Mayor Fumagalli launches Quartiers Montréal party

by Joe Bongiorno
Local Journalism Initiative Reporter

Villeray—Saint Michel—Parc-Extension Mayor Giuliana Fumagalli officially launched her new political party, Quartiers Montréal, ahead of the November municipal elections. The borough mayor made the announcement at Nicolas-Tillemont Park on a sweltering Saturday afternoon and presented an all-female team of candidates vying for city councillor posts in the three borough districts.

New party
According to Fumagalli, who had been serving as an independent since fallout with Montreal Mayor, Valérie Plante, a majority is needed to make substantive change at the borough level.
“What you want is to make sure that everybody that’s with you has the same vision, so we can actually move forward,” Fumagalli said. “This is what I realized that after spending so much time negotiating. What I needed is a majority, and the only way to have a majority was to create my own party and to have candidates run with me.”
Eyeing the majority in the five-person town council, Fumagalli said a fourth candidate for city councillor would be announced at a later date.

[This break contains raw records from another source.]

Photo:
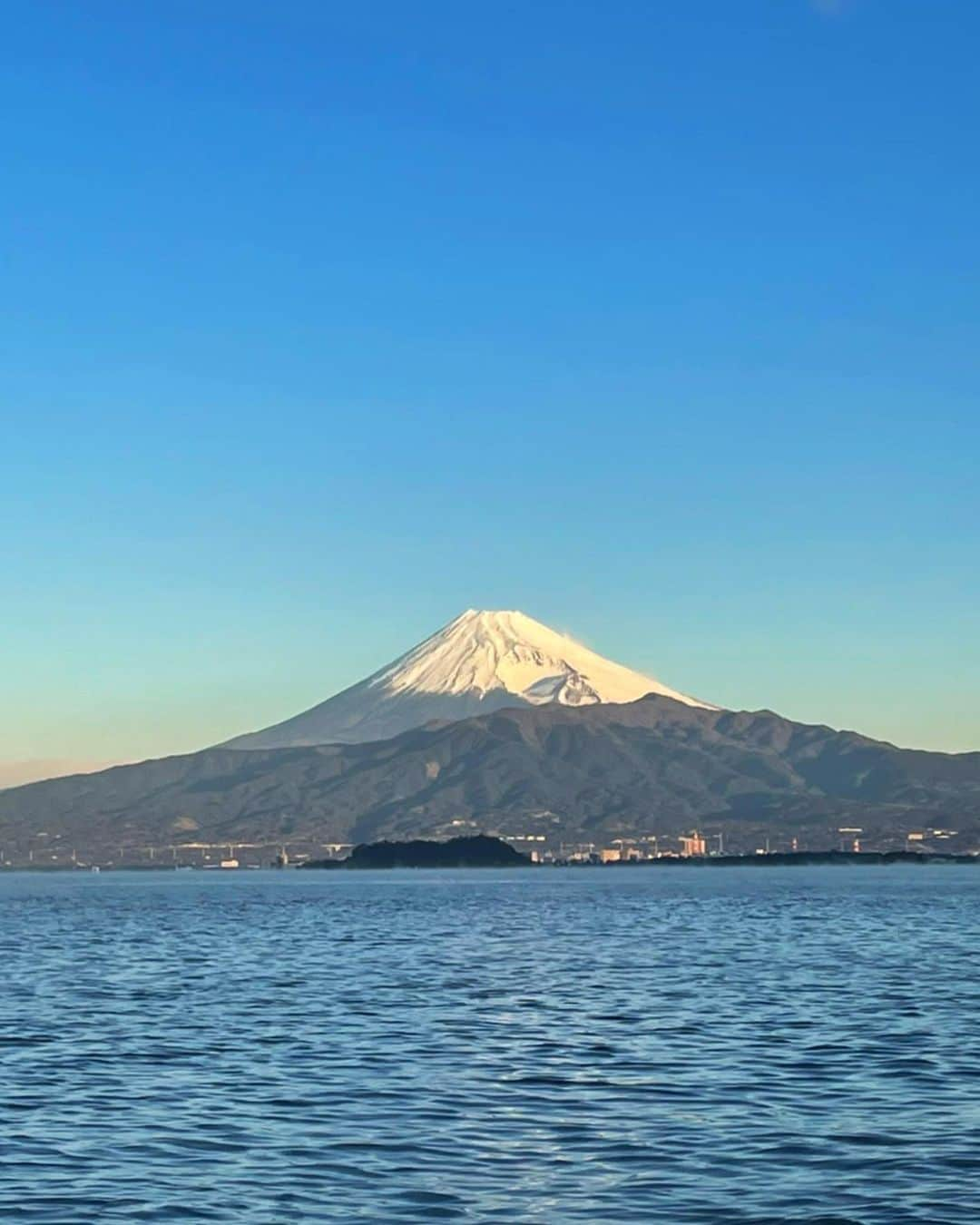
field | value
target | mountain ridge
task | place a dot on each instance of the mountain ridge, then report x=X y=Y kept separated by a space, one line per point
x=652 y=766
x=479 y=662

Elected borough mayor in 2017 under the banner of Projet Montréal, Fumagalli was excluded from the party in 2018 following allegations of workplace harassment and an internal investigation.
Campaign issues
Addressing a crowd of supporters clapping from the shade, Fumagalli promised that her new party would prioritize the interests of the most vulnerable.

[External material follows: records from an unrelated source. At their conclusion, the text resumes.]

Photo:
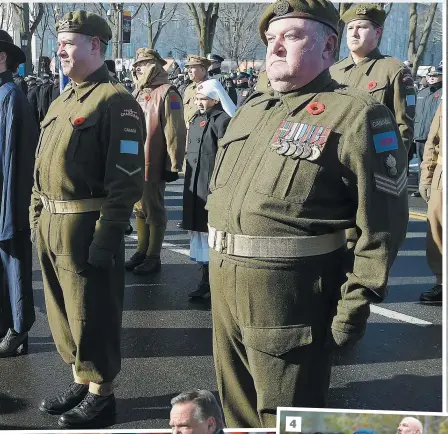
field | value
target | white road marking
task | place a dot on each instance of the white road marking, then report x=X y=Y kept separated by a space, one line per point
x=375 y=309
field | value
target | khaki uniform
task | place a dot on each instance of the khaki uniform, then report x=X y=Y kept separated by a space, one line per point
x=308 y=163
x=432 y=174
x=88 y=175
x=388 y=81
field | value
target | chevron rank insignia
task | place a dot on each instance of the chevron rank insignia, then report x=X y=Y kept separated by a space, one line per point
x=392 y=186
x=297 y=140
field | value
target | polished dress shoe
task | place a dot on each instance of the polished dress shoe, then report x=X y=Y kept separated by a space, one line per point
x=433 y=295
x=14 y=344
x=66 y=400
x=94 y=411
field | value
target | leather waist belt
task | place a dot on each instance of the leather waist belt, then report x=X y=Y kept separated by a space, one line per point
x=72 y=206
x=274 y=247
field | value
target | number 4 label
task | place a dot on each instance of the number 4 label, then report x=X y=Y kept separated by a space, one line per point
x=293 y=424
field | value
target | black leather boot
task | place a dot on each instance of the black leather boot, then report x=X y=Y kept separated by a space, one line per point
x=136 y=259
x=14 y=344
x=66 y=400
x=204 y=285
x=433 y=295
x=150 y=265
x=94 y=411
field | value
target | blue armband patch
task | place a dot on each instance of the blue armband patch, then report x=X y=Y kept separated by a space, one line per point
x=385 y=141
x=128 y=147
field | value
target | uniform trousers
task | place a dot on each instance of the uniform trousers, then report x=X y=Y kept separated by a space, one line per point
x=84 y=303
x=434 y=235
x=16 y=290
x=271 y=321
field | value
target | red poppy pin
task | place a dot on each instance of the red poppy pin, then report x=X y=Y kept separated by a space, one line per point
x=315 y=108
x=79 y=121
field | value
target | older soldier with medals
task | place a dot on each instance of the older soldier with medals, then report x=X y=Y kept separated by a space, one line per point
x=299 y=163
x=88 y=175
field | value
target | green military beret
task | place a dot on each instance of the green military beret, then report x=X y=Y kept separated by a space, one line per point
x=365 y=11
x=194 y=59
x=317 y=10
x=148 y=54
x=85 y=23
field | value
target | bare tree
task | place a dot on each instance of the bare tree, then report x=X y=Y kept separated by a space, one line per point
x=27 y=25
x=416 y=49
x=237 y=36
x=343 y=7
x=155 y=20
x=205 y=16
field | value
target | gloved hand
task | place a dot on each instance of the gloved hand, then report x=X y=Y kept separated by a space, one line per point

“We believe that the reinvestment and redistribution of funds in our communities will be the key […] to effect real and sustainable change,” said Fumagalli. “Together, […], hand in hand, we will change things.”

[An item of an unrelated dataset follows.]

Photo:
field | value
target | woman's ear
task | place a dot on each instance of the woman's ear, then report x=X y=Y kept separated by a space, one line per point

Fumagalli called for more borough autonomy in decision-making and action to deliver accessible, affordable housing.
“We will have an east-west bike path on Villeray,” she said.
Fumagalli also called for a bridge over the Francon quarry to connect the Pie-IX and St-Michel.
On policing, the mayor proposed more investment in the community and fewer officers.
“More police no longer means more security. [Clearly,] we don’t share the same perspective as the current administration nor the opposition that pretends to have the answer,” she said.
“We don’t need heavily armed police,” Fumagalli told Park-Extension News. “What we need are more resources for our communities in terms of community organizations. We need to start investing maybe in resources for mental health. We know that most of the calls to 911 are for mental health reasons. So, we don’t necessarily need a police officer to come. We need somebody who knows how to deal with somebody in distress.”
Although pleased with the opening of the passageway between de Castelnau and Ogilvy, Fumagalli said passageways should also be created where Park-Extension citizens have cut openings in the fences along Liège Street and de l’Epée Avenue.
New faces
Leonora Indira King is the Quartiers Montréal candidate for the district of Park-Extension while the two candidates running for the respective districts of Villeray and Saint-Michel are
Mariem Mathlouthi—an entrepreneur with a finance background and the owner of Café Velours—and Wendy Olivier—a former special education teacher and founder of the tutoring service Collaboraktion.
King introduced herself as a community outreach worker fighting for affordable housing, social justice, and climate justice. Currently completing a doctorate in psychiatry, King said she has worked with non-profit organizations in Park-Extension like Brick by Brick and Afrique au Féminin.
King said she would work to improve outreach and fill in the gaps between organizations providing resources to the needy.
“Park-Ex is one of the most diverse neighborhoods in Canada,” King told Park-Extension News. “It also, unfortunately, happens to be one of the poorest. There are a lot of barriers that many of the immigrants unfortunately are facing, that then prevents them from finding work, accessing education, accessing health care, day care because of their precarious immigration status.”
In terms of policing, King said more investment in alternative forms of security would create a safer district in which Park-Extension residents experiencing domestic abuse or residents with precarious immigration status would be more inclined to ask for help.
“I think domestic violence and other kinds of things are very much taboo in the community,” said King. “They’re not going to call the police for help because it will just kind of expose other problems that they have. There’s also just so much distrust already in the system and in the police.
“What I would love to see more of is the creation of other types of security, like community security [and] community surveillance,” she said. “There are other neighborhoods that don’t necessarily have the police institutionalized, but they have other sources of community help.”